Flow-Based Visual Stream Compression for Event Cameras
Daniel C. Stumpp, Himanshu Akolkar, Alan D. George, Ryad Benosman
TL;DR
This work tackles the challenge of high data rates from neuromorphic, event-based vision sensors by proposing Flow-Based Compression (FBC), which uses real-time optical-flow estimates to predict future events and reduce transmission needs in an asynchronous, stream-to-stream framework. The method achieves an average compression ratio of $CR\approx 2.81$ with about $68\%$ of events removed and a median temporal error of $0.48\ \mathrm{ms}$, while maintaining a low spatiotemporal distance of $3.07$ when reconstructions are compared to originals. Furthermore, cascading FBC with LZMA yields substantial gains (up to $CR\approx 29.16$ on some datasets), approaching state-of-the-art compression for non-real-time applications. Real-time prediction is demonstrated on both desktop and embedded platforms, supporting practical deployment in bandwidth- and power-constrained environments, with room for further improvements as optical-flow estimates improve.
Abstract
As the use of neuromorphic, event-based vision sensors expands, the need for compression of their output streams has increased. While their operational principle ensures event streams are spatially sparse, the high temporal resolution of the sensors can result in high data rates from the sensor depending on scene dynamics.
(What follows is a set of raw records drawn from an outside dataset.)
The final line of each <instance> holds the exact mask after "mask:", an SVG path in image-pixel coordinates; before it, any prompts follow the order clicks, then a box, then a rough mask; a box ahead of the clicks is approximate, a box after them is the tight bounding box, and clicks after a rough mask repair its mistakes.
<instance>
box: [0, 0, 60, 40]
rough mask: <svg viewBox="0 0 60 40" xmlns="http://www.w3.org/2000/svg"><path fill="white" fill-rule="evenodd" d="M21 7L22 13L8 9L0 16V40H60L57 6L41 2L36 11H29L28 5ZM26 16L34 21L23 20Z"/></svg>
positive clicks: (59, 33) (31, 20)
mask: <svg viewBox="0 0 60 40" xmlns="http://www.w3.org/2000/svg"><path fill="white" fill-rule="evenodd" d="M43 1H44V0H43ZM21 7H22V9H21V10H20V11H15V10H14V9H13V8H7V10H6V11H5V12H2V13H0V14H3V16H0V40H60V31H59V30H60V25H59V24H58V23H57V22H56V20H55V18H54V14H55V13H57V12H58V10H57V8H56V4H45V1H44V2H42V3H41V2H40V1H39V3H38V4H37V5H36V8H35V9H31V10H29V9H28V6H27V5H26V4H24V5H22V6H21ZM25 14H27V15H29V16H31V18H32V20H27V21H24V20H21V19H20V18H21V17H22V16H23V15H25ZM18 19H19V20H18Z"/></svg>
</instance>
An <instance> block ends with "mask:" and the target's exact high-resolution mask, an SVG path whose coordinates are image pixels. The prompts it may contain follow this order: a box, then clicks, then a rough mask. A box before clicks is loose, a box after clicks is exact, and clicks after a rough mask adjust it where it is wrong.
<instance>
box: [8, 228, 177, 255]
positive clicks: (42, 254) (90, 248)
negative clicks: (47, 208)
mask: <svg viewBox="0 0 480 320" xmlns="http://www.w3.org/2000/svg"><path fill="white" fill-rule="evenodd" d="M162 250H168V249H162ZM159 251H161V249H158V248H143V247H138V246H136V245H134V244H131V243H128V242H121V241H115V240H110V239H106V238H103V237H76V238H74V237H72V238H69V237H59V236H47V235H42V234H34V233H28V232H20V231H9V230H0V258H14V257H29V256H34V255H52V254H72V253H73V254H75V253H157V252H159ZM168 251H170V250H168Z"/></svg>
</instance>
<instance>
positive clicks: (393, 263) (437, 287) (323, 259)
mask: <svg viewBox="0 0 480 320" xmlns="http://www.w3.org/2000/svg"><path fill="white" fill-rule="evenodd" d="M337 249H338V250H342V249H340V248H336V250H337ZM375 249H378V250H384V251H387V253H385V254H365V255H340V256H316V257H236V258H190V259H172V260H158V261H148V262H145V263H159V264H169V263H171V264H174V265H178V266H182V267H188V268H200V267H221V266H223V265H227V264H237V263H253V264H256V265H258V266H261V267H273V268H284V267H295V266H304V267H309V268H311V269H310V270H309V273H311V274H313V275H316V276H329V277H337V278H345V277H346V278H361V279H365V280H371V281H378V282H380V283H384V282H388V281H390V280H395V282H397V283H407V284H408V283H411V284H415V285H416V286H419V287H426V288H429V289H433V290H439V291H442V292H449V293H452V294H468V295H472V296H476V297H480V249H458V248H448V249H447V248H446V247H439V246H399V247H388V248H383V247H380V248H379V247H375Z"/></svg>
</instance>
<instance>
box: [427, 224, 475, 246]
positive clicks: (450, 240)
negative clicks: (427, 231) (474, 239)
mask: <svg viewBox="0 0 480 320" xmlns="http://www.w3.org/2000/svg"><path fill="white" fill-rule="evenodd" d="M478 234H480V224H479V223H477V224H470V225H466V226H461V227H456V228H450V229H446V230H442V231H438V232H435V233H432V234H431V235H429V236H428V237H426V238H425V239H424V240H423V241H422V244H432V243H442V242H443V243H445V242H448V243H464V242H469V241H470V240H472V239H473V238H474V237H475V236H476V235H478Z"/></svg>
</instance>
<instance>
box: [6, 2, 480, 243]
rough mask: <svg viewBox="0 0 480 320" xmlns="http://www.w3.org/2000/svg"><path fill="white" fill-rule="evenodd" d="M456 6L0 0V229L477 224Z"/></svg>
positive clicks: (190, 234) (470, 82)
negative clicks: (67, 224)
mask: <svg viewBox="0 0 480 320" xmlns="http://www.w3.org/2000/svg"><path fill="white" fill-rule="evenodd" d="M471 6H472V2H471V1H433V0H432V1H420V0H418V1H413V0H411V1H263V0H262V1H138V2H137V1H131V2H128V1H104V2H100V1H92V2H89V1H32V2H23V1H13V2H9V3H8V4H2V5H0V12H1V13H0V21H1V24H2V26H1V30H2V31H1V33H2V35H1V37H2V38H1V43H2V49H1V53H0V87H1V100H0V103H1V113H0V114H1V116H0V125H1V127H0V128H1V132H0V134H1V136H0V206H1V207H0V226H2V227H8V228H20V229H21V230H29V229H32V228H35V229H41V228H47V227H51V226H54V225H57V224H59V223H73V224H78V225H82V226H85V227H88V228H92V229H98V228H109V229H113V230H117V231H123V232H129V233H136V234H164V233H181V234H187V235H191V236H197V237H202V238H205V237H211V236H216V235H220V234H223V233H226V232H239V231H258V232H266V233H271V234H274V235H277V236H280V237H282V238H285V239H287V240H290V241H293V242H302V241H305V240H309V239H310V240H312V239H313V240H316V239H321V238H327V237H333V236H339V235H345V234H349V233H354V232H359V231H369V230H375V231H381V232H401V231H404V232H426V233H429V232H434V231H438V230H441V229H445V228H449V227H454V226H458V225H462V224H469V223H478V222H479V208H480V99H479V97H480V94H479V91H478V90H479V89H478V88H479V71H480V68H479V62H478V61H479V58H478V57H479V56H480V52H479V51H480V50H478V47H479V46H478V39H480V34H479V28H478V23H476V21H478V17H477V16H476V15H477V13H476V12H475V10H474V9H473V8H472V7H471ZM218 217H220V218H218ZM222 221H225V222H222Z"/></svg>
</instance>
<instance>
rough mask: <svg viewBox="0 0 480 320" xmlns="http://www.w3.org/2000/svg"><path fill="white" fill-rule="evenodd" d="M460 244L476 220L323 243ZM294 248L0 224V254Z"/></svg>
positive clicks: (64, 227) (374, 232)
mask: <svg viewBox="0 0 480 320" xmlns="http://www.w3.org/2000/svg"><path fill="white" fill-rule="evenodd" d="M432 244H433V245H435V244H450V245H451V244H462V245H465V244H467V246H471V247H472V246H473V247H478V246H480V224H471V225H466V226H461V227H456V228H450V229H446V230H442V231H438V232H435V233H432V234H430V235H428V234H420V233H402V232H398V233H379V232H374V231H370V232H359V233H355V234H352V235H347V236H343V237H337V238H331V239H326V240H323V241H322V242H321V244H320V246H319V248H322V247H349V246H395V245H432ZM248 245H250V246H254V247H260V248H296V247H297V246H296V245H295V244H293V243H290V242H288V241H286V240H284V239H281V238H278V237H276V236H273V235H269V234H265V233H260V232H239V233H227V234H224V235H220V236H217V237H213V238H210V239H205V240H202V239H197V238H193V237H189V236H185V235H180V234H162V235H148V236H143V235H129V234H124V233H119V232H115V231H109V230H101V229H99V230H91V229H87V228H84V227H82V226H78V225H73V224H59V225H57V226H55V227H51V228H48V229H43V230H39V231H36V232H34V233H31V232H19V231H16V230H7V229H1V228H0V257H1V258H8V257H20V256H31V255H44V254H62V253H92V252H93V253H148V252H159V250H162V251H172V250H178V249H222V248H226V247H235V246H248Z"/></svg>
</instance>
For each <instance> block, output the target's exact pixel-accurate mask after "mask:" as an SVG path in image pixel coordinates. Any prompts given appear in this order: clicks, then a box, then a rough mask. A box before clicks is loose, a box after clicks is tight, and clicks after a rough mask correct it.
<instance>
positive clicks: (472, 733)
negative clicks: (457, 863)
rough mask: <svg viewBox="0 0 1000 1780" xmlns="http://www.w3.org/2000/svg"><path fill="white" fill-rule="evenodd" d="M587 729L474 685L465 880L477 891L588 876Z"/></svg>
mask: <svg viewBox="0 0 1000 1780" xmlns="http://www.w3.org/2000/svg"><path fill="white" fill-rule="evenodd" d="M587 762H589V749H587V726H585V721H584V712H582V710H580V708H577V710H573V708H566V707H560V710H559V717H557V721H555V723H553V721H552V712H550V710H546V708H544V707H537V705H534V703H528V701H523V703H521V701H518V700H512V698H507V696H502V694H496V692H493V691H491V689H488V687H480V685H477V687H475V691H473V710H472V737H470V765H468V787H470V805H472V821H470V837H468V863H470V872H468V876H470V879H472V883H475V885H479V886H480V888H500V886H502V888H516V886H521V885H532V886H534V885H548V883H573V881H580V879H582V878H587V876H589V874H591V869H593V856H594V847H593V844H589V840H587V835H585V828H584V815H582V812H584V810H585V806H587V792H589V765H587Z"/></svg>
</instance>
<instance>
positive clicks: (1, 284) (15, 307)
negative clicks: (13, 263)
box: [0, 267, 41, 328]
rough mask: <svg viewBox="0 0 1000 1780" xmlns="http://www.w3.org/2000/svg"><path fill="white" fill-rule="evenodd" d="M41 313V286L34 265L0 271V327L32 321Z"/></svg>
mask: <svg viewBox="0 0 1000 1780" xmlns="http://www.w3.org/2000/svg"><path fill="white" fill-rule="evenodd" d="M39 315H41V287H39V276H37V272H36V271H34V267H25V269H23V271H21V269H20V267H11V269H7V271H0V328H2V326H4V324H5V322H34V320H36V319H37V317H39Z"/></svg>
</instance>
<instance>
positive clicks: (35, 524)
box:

For systems operating in communication-bandwidth-constrained and power-constrained environments, it is essential to compress these streams before transmitting them to a remote receiver. Therefore, we introduce a flow-based method for the real-time asynchronous compression of event streams as they are generated. This method leverages real-time optical flow estimates to predict future events without needing to transmit them, therefore, drastically reducing the amount of data transmitted. The flow-based compression introduced is evaluated using a variety of methods including spatiotemporal distance between event streams. The introduced method itself is shown to achieve an average compression ratio of 2.81 on a variety of event-camera datasets with the evaluation configuration used. That compression is achieved with a median temporal error of 0.48 ms and an average spatiotemporal event-stream distance of 3.07. When combined with LZMA compression for non-real-time applications, our method can achieve state-of-the-art average compression ratios ranging from 10.45 to 17.24. Additionally, we demonstrate that the proposed prediction algorithm is capable of performing real-time, low-latency event prediction.